What Is User Acquisition? Definition, Examples & How It Works
A plain definition of user acquisition, how it works, the main channels, and the metrics that decide whether it’s profitable.
Key takeaways
- User acquisition (UA) is getting the right new users to a product profitably.
- For apps it’s mostly paid media (ASA, Google UAC, Meta, TikTok) plus organic and ASO.
- Success is measured on CAC, LTV, ROAS and payback, not installs.
User acquisition, usually shortened to UA, is the practice of bringing new users to a product at a cost the value of those users justifies. For mobile apps it means buying installs and, more importantly, paying subscribers, through a mix of paid and organic channels.
How user acquisition works
You run campaigns across channels, each user costs money to acquire (CAC), and each user returns value over time (LTV). UA is profitable when LTV comfortably exceeds CAC and you recover that cost inside an acceptable payback window. The whole discipline is managing that gap as you scale.
The main channels
- Apple Search Ads: high-intent iOS App Store search.
- Google App Campaigns (UAC): machine-led scale across Google’s network.
- Meta and TikTok: paid social, creative-led scale.
- ASO and organic: store optimization and unpaid discovery.

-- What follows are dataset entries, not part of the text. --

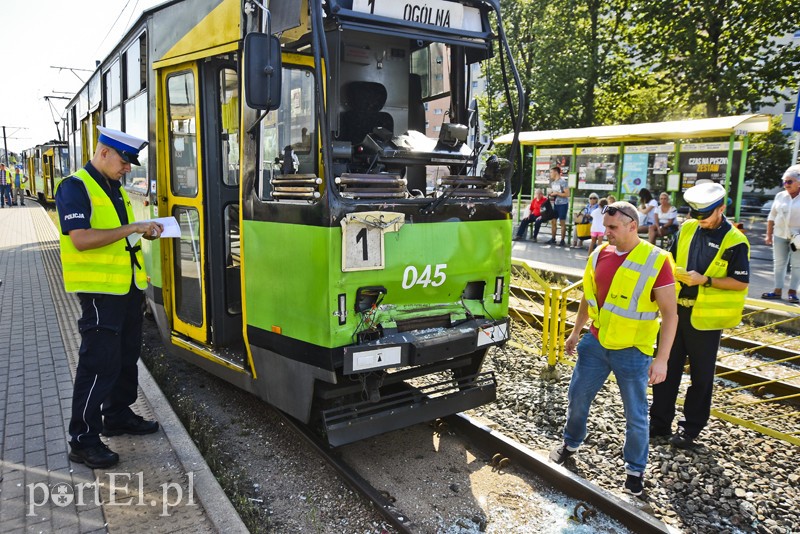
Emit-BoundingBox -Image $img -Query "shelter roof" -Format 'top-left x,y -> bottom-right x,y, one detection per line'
495,114 -> 772,146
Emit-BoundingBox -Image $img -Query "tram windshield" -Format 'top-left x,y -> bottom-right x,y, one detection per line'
258,27 -> 505,204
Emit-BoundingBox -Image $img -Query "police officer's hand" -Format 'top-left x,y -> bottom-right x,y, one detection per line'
136,221 -> 164,241
675,269 -> 704,286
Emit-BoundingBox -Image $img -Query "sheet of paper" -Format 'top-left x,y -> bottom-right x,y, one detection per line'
126,216 -> 181,247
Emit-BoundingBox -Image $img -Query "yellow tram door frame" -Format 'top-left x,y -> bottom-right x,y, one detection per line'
158,62 -> 209,343
42,148 -> 54,200
25,154 -> 35,197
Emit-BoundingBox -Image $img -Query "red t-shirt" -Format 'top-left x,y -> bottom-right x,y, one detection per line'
589,244 -> 674,337
529,196 -> 546,217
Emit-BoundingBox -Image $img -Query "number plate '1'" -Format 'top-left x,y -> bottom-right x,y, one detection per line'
341,211 -> 405,272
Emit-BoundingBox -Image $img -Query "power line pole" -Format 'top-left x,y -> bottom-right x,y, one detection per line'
1,125 -> 28,164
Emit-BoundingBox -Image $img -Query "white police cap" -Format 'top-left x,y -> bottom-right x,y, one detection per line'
683,181 -> 726,213
97,126 -> 148,165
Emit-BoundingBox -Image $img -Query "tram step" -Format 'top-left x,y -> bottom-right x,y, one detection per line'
322,372 -> 497,447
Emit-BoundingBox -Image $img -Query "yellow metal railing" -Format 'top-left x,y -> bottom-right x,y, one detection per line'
509,258 -> 800,445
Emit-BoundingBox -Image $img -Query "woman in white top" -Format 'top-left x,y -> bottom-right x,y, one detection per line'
764,165 -> 800,303
648,192 -> 678,244
636,188 -> 658,233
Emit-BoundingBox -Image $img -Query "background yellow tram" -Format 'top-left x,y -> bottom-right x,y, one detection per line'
22,141 -> 70,203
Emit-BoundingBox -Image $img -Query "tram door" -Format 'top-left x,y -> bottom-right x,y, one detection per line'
161,63 -> 208,343
42,149 -> 54,199
161,59 -> 243,349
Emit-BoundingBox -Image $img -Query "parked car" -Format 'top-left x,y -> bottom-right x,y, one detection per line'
761,199 -> 774,216
738,196 -> 763,215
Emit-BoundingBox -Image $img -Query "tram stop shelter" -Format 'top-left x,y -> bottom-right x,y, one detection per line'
495,114 -> 772,226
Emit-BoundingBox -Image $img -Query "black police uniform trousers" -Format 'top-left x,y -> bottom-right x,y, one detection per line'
650,305 -> 722,438
68,287 -> 144,448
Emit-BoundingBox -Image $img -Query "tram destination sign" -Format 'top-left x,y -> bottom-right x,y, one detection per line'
352,0 -> 482,32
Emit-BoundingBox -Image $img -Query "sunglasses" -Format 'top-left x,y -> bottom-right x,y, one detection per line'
785,180 -> 796,185
602,205 -> 636,223
689,208 -> 715,220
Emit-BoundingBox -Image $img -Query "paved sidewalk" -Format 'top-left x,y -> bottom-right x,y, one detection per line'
0,203 -> 247,533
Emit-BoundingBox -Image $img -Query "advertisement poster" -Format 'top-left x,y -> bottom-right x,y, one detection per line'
578,162 -> 616,190
534,152 -> 570,186
679,150 -> 740,190
621,153 -> 648,195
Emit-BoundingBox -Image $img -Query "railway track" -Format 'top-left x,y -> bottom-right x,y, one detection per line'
275,407 -> 671,533
508,268 -> 800,445
509,301 -> 800,398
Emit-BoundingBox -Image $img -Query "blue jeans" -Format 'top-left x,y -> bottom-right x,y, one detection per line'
562,333 -> 651,475
772,236 -> 800,293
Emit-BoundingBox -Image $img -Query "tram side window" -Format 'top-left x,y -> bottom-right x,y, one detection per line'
257,66 -> 316,201
167,72 -> 198,198
219,68 -> 239,186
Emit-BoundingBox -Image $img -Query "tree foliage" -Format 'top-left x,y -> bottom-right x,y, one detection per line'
629,0 -> 800,117
745,116 -> 794,191
484,0 -> 800,136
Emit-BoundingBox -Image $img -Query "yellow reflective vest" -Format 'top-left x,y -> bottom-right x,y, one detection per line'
58,168 -> 147,294
584,241 -> 671,356
674,219 -> 749,330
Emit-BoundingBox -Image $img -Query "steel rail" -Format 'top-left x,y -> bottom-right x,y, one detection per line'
273,410 -> 419,533
444,413 -> 671,534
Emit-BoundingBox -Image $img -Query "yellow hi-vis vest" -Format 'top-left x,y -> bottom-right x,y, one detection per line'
58,168 -> 147,294
584,241 -> 671,356
674,219 -> 749,330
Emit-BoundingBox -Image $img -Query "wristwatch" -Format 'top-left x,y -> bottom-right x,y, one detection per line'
702,276 -> 713,288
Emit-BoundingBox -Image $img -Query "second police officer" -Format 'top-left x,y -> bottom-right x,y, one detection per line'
650,182 -> 750,449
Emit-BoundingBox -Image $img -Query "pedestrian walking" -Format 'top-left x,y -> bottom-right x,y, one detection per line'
762,165 -> 800,304
56,126 -> 164,469
0,163 -> 12,207
650,182 -> 750,449
549,201 -> 677,496
12,165 -> 27,206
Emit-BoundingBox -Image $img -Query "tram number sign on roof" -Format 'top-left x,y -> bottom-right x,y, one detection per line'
352,0 -> 482,32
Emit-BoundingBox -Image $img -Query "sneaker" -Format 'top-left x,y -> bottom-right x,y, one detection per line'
787,294 -> 799,304
69,442 -> 119,469
624,473 -> 644,496
512,235 -> 524,242
102,414 -> 159,436
669,428 -> 696,449
549,443 -> 577,464
546,238 -> 557,244
559,240 -> 566,247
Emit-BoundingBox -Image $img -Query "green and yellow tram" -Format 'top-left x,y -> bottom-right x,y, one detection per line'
21,141 -> 70,203
64,0 -> 523,445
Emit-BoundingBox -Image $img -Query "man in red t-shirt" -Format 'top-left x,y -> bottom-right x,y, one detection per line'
549,201 -> 677,497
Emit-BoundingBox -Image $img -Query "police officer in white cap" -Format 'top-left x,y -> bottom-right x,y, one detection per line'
650,181 -> 750,449
56,126 -> 164,468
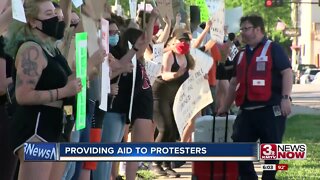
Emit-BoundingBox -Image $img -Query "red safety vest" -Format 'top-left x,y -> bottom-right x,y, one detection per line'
235,40 -> 273,106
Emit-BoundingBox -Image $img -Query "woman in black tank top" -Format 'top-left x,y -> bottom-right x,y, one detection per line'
152,29 -> 195,177
4,1 -> 82,179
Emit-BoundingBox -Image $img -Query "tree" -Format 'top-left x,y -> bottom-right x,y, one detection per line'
225,0 -> 292,54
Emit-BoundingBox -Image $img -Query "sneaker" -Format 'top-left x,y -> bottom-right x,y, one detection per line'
152,165 -> 167,176
171,161 -> 186,168
138,162 -> 150,170
115,175 -> 124,180
165,168 -> 181,178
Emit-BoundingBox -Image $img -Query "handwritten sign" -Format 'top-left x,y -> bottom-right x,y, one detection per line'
88,0 -> 105,18
145,43 -> 164,85
173,48 -> 213,137
129,0 -> 138,19
137,2 -> 153,12
228,44 -> 239,61
99,18 -> 110,111
145,61 -> 161,85
75,32 -> 88,130
153,43 -> 164,64
225,6 -> 243,33
207,0 -> 225,43
72,0 -> 83,8
12,0 -> 26,23
156,0 -> 174,20
128,42 -> 137,121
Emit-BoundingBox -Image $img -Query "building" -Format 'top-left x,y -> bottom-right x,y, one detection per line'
294,1 -> 320,68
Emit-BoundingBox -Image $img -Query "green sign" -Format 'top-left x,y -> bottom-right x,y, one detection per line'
75,32 -> 88,130
196,0 -> 209,22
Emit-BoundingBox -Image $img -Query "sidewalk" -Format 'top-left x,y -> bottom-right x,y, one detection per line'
154,105 -> 320,180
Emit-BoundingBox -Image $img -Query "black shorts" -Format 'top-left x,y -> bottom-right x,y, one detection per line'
131,88 -> 153,124
11,105 -> 63,154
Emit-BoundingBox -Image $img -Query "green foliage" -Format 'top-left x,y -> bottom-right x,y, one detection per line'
226,0 -> 292,55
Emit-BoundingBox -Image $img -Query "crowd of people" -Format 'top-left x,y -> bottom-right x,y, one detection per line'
0,0 -> 292,180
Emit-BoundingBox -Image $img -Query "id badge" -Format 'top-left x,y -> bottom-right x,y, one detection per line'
273,105 -> 282,117
64,105 -> 73,116
256,56 -> 267,62
257,62 -> 266,71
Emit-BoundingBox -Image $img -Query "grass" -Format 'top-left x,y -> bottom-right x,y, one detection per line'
136,169 -> 158,180
133,115 -> 320,179
276,114 -> 320,180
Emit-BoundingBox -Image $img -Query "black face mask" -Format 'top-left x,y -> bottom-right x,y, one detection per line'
56,21 -> 66,39
36,16 -> 65,39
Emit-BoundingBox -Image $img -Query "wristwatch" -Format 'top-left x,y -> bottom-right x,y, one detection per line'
282,95 -> 292,101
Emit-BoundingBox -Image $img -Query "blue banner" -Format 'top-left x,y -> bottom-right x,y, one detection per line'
59,143 -> 258,161
24,143 -> 57,161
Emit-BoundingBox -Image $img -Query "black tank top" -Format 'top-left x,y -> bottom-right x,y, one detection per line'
13,43 -> 72,92
171,51 -> 191,72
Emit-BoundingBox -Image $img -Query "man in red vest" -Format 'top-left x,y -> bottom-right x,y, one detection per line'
218,15 -> 292,180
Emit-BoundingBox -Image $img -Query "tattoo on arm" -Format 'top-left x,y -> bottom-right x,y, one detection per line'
21,46 -> 40,77
15,74 -> 23,88
49,90 -> 53,102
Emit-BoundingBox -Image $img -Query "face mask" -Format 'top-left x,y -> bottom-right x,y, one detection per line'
176,41 -> 190,54
56,21 -> 66,39
224,35 -> 229,42
109,34 -> 119,47
36,16 -> 62,39
153,25 -> 160,35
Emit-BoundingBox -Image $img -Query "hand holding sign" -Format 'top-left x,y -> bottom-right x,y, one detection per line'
64,78 -> 83,97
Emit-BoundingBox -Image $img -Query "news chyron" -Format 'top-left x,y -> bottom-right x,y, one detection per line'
24,143 -> 57,161
260,144 -> 307,160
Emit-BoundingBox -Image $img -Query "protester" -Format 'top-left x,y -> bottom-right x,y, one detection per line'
0,35 -> 16,180
152,28 -> 195,177
93,19 -> 139,180
136,10 -> 171,61
218,14 -> 292,180
5,0 -> 83,179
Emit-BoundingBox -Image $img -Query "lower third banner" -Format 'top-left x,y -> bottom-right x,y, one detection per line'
24,143 -> 258,161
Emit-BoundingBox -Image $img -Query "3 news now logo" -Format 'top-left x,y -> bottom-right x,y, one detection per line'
24,143 -> 57,161
260,144 -> 306,160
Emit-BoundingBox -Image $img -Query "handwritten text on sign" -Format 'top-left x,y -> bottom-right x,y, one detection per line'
75,32 -> 88,130
173,48 -> 213,137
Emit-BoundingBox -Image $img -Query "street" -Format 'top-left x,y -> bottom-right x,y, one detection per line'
291,84 -> 320,109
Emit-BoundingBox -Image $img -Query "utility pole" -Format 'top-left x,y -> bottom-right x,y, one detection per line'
291,0 -> 300,68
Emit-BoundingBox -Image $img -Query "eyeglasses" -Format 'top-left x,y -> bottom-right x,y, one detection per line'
240,26 -> 254,32
109,30 -> 120,35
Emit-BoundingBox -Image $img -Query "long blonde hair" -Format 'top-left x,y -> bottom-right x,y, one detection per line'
5,0 -> 55,58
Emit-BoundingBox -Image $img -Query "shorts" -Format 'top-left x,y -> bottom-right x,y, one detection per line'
11,105 -> 63,154
131,89 -> 153,125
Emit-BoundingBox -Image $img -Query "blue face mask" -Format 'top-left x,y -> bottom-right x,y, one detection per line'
109,34 -> 119,46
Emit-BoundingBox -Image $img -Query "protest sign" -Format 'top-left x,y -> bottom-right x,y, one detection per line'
173,48 -> 213,137
75,32 -> 88,130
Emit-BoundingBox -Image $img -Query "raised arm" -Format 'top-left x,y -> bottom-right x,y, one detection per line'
192,20 -> 212,48
145,8 -> 160,44
60,0 -> 72,27
155,15 -> 171,44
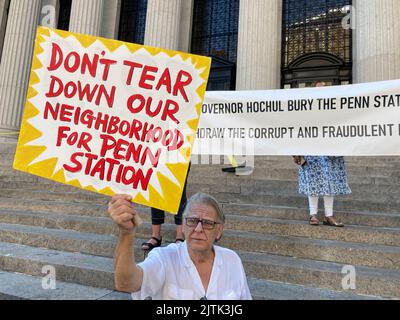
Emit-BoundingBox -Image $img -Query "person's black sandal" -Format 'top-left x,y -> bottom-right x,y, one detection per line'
141,237 -> 162,251
175,238 -> 185,244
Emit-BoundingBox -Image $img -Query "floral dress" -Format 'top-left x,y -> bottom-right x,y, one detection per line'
298,156 -> 352,196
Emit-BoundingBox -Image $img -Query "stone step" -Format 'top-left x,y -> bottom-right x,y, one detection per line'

Examples of user acquisition
Running TikTok video ads to drive subscription trials. Bidding on App Store search keywords with Apple Search Ads. Building a Web2App funnel and buying traffic to the web paywall. Optimizing your store listing so more visitors install. All of these are UA.
The metrics that matter
Installs and CPI are traffic metrics. The ones that decide profit are CAC (cost per paying user), LTV (net lifetime value), ROAS (return on ad spend) and payback (months to recover CAC). Healthy subscription apps target LTV:CAC of 3:1 or better and payback under 12 months.